Now, the same Emefiele has come under another hail of censure. A group styled Arewa Youth Assembly wants Emefiele to resign. The group accused Emefiele of being responsible for the downward spiral in the value of the naira. They say he is nursing a Presidential ambition in 2023; that he’s responsible for yet another bout of ASUU (Academic Staff Union of Universities) strike. They even accused him of ‘dishing out’ BDC licences to National Assembly members, the same Emefiele that recently reined in BDCs by stopping sale of forex to them because they have continually breached the agreement under which they were given forex and also for aiding in the spread and sustenance of terrorism in the country. Some BDCs had been reputed to be willing conduits through which Boko Haram and its bloody mission are funded.
But it’s obvious that the group lacks the capacity to understand the basic functions of CBN, or the sacrifices being made by CBN through several interventions to keep the economy afloat. The group’s pathetic lack of capacity is eloquently highlighted by the solecisms and gross infelicities including grammatical flaws that defined its press statement. Such is the cheapness of talk. And more importantly, such is the uncanny fate of the critic. As George Edward Monroe once said, ‘the lot of critics is to be remembered by what they failed to understand.’ This is the sense in which critics of Emefiele should be excused. They dabble into a subject matter they have no understanding of. They goof and roll in the mud and still expect rational minds to applaud them. Never! No applause for them. They can only be remembered, even pitied, for what they failed to understand.
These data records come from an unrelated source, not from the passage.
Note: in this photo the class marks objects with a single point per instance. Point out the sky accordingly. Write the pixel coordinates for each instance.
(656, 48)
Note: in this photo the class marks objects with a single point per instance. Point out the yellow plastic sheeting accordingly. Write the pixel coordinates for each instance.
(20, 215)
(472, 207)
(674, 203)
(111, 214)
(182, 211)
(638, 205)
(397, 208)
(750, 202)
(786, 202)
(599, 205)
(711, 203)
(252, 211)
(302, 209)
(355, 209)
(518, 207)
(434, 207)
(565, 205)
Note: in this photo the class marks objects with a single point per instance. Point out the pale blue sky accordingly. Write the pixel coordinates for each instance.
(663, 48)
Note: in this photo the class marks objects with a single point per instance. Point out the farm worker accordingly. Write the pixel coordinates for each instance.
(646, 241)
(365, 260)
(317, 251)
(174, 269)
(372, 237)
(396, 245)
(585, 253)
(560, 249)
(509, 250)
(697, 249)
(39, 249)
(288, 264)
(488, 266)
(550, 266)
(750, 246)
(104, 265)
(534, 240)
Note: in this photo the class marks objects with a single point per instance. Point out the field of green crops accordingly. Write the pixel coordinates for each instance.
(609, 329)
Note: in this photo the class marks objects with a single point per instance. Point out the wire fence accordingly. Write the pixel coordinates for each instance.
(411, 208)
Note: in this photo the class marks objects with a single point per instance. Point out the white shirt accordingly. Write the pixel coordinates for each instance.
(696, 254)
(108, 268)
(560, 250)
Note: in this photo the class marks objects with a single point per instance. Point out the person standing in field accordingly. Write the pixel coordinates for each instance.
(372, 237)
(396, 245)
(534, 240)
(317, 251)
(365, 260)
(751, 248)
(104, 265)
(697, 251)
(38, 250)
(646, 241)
But wait a minute, does this not sound like another voice of Jacob and hand of Esau? How come this new ‘Emefiele must resign’ crusade is coming after Emefiele curbed the excesses of BDCs? And it might just as well be that there’s a big masquerade beating the drums for these young critics. But need I remind my beloved Arewa Youth Assembly that if there was ever any Central Bank Governor that has been fair, nice and benevolent to the north and the cause of the north, it’s Emefiele. The resurgence of momentum in agri-business in the north is all thanks to Emefiele who introduced the Anchor Borrowers’ Programme, ABP. The fact that we have rice pyramid these days in Kebbi, improved processes across the entire rice value chain; the fact that there’s improved cotton, maize, beans, wheat production among other productive ventures captured in the ABP speaks volume of the love of Emefiele for the north who today are the highest beneficiaries of the ABP.
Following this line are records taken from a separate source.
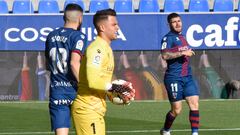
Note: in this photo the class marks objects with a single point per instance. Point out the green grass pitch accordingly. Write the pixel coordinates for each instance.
(218, 117)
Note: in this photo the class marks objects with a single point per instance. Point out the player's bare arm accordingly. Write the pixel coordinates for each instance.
(171, 55)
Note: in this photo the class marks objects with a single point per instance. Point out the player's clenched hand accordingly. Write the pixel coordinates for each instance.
(123, 90)
(188, 52)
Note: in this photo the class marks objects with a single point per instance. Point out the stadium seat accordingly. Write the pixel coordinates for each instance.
(173, 6)
(198, 6)
(148, 6)
(96, 5)
(22, 7)
(3, 7)
(223, 6)
(48, 6)
(79, 2)
(123, 6)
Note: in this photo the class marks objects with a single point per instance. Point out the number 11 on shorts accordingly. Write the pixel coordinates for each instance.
(174, 88)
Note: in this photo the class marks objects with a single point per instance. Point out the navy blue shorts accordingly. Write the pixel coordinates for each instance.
(181, 87)
(60, 111)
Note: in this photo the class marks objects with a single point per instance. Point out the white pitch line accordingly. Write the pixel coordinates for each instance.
(130, 131)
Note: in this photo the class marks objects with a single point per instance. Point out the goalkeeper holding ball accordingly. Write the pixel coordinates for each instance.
(95, 78)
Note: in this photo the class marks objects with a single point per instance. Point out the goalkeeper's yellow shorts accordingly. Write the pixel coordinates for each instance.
(87, 123)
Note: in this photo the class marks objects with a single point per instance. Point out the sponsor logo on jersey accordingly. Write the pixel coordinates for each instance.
(97, 60)
(79, 44)
(63, 102)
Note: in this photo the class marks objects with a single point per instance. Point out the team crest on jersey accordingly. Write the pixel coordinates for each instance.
(82, 36)
(97, 60)
(79, 44)
(99, 51)
(164, 45)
Emefiele is not the problem of Nigeria economy. On the contrary, he’s the solution provider, bringing comfort and mounting a coterie of interventions to save the naira and by extension, the economy. It’s not Emefiele’s fault that Nigeria produces crude oil, sells it cheap and spends much more than the production cost to import finished products of the same crude oil. It’s not Emefiele’s fault that Nigeria these past decades abandoned agriculture and a once thriving primary sector to anchor her economy on the weak ramparts of crude oil receipts which today has dropped significantly.
Let’s spare a thought. Emefiele has been good to the north, and to the country in general. We should never be the same people calling for his scalp. That’s the height of ingratitude.